Narcan Kit (Ilya Hemlin, Townsquare Media NJ)

Officials in at least two counties are trying to address that now.

The Board of Freeholders in Camden County on Wednesday announced a new program to move patients who agree to participate from emergency rooms to detox programs and intensive outpatient treatment while they wait for beds in inpatient treatment centers to become available.

Operation SAL, named for a 26-year-old man who died of a heroin overdose, is to be launched in the coming weeks on a trial basis. The county is using $150,000, some of it from a homelessness prevention fund, to pay for detoxification and treatment of 50 people who end up in emergency rooms after receiving naloxone from police, emergency medical technicians or others. The overdose-reversing drug is often called by the brand name Narcan.

The announcement was made at a lunch to honor the police in the county who have used the drug to revive more than 300 people since last year, when departments first started equipping officers with naloxone.

Patty DiRenzo, the mother of the program's namesake, Sal Marchese, said her son wanted help with his heroin addiction but had trouble getting into treatment and staying there when he could, largely because of insurance issues. He died five years ago.
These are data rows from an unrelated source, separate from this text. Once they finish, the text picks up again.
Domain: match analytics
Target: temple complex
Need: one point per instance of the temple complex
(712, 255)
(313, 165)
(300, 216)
She said the program could make a difference for people in her son's situation. "We're giving them that next step into recovery," said DiRenzo, who is a member of the county's addiction awareness task force.

The Ocean County Prosecutor's Office has been running a similar program since earlier this year with the cooperation of area health care providers. Overdose patients in that program are visited in the hospital by counselors who help them with treatment options.